Earlier this year, a quiet courtroom in the Central District of California made noise the entire cybersecurity industry should be hearing: for the first time ever: a federal judge used the term “Shadow IT” in a legal ruling. And just like that, something we’ve all seen a thousand times—rogue cloud accounts, personal AI use, unsanctioned Githubs—was transformed from “nuisance” to “liability.” 

The case? Moement, Inc. V. Groomore, Inc. Et Al. A group of contract developers uploaded Moement (they actually go by MoeGo)’s source code to their personal GitHub repos. When they left the company, they spun that code into a competing platform. The jury sided with MoeGo. The damage? $572K, plus fees. Add another $1M+ in default judgments against other developers. That’s over $1.5M in fallout—because of Shadow IT. 

Why This Matters for MSPs 

You’ve probably already seen it: employees using ChatGPT to draft contracts, syncing files to Dropbox, texting passwords across personal phones. That’s Shadow IT. And when the breach hits—or the lawsuit lands—your client won’t be asking if it was “officially approved.” They’ll be asking why you didn’t stop it. 

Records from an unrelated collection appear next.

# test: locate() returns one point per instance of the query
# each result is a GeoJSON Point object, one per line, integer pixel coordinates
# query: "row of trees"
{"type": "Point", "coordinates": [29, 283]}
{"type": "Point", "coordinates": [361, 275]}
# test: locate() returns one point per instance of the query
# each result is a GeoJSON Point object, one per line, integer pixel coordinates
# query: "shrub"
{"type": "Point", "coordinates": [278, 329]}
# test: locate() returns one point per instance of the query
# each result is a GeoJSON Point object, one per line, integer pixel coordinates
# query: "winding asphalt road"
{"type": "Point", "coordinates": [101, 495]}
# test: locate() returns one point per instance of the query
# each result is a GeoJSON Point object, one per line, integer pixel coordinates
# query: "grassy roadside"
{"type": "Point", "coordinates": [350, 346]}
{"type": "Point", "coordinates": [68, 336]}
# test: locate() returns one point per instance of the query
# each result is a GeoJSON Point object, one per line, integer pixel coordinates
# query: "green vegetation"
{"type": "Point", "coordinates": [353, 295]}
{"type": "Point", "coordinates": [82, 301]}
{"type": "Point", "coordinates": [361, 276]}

Shadow IT isn’t just risky. It’s insurable-denial risky. 

According to the IBM 2025 Cost of a Data Breach Report, companies with high levels of Shadow AI usage incurred $670,000 more in breach costs than those who didn’t. That’s before the fines, class actions, or client loss. 

Worse? Insurance carriers love to cite “unauthorized use” when rejecting claims. Shadow IT fits that excuse like a glove. 

What You Should Be Doing Yesterday 

  1. Update your Acceptable Use Policies. Include explicit language around generative AI, personal cloud storage, and device usage. 
  2. Roll out a Shadow IT detection tool (yes, that’s now a thing). 
  3. Document your warnings and rejections. You’re not protected unless you have evidence. 
  4. Educate your clients. Use our new SecOps module on Shadow IT to show clients exactly what’s at stake. 

The Galactic Opportunity 

If you’re not talking to your clients about Shadow IT, someone else will. And when they get that gig, they won’t stop at AI usage policies. They’ll replace your stack, your seat at the table—and you. 

Start the conversation. Offer a Shadow IT risk assessment. Show them the lawsuit. Use the term “evidence gap.” 

Because right now, that’s exactly what their lawyers (and insurers) are circling for.